Nurses today called for the suspension of a controversial programme of downgrading A&E and maternity units in west London amid concerns that patient care is deteriorating.
The Royal College of Nursing said the changes, which began with the closure of the casualty wards at Hammersmith and Central Middlesex hospitals last September, had caused a “predictable and negative impact for patients”.
It said the GP-led Shaping A Healthier Future programme had been introduced “the wrong way round”, as community services were not ready to deal with people no longer being treated in hospitals.
'Negative impact': nurses today called for the suspension of downgrading A&E at Northwick Park Hospital (Picture: Jeremy Selwyn)
The RCN said patients at the main A&E departments at Northwick Park and Ealing hospitals had repeatedly endured the longest waits in the country in the run-up to Christmas. Its intervention, in a submission to an inquiry set up by four councils, comes as moves to axe the maternity unit at Ealing were delayed for two months.
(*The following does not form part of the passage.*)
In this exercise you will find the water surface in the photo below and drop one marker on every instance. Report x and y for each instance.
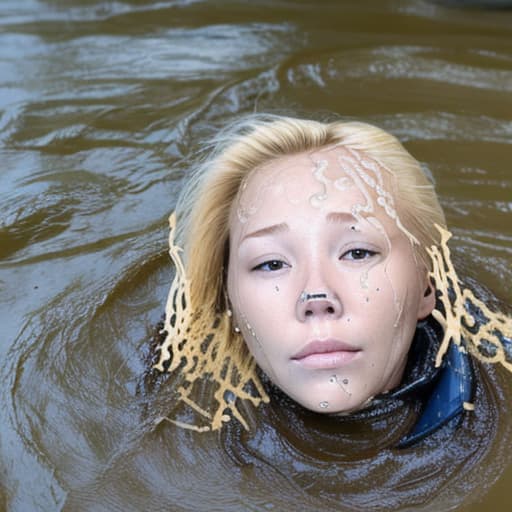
(102, 103)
GPs there are to seek “further reassurance” that capacity exists at neighbouring labour wards before going ahead with the closure.
RCN London regional director Bernell Bussue said: “In practice, little seems to have been done to boost capacity elsewhere in the system to make up for closures. Proper replacement services, transition arrangements, funding and a workforce plan should have been in place before existing units were cut.
“The remainder of the Shaping A Healthier Future closures should be suspended until out of hospital capacity is properly expanded.”
Concerns raised by RCN members in west London include patients being “frightened and confused” by the replacement of A&E units by urgent care centres.
Requested hospice placements were not always granted, while nurses were “burned out and tired” and unable to get time off for study days. Cuts in the number of district nurses had placed an “unsafe and unmanageable strain” on those who remained.
A spokeswoman for Shaping A Healthier Future said: “We have always said it would take three to five years to implement the out of hospital improvements that our residents deserve.
“We are only in year one and we have already delivered weekend access to GP appointments, new community services to treat people closer to their homes and more joined-up working with social care. Over the next three years we will develop plans to build new hospitals — with A&Es — at [Ealing and Charing Cross] which better serve the needs of local people.”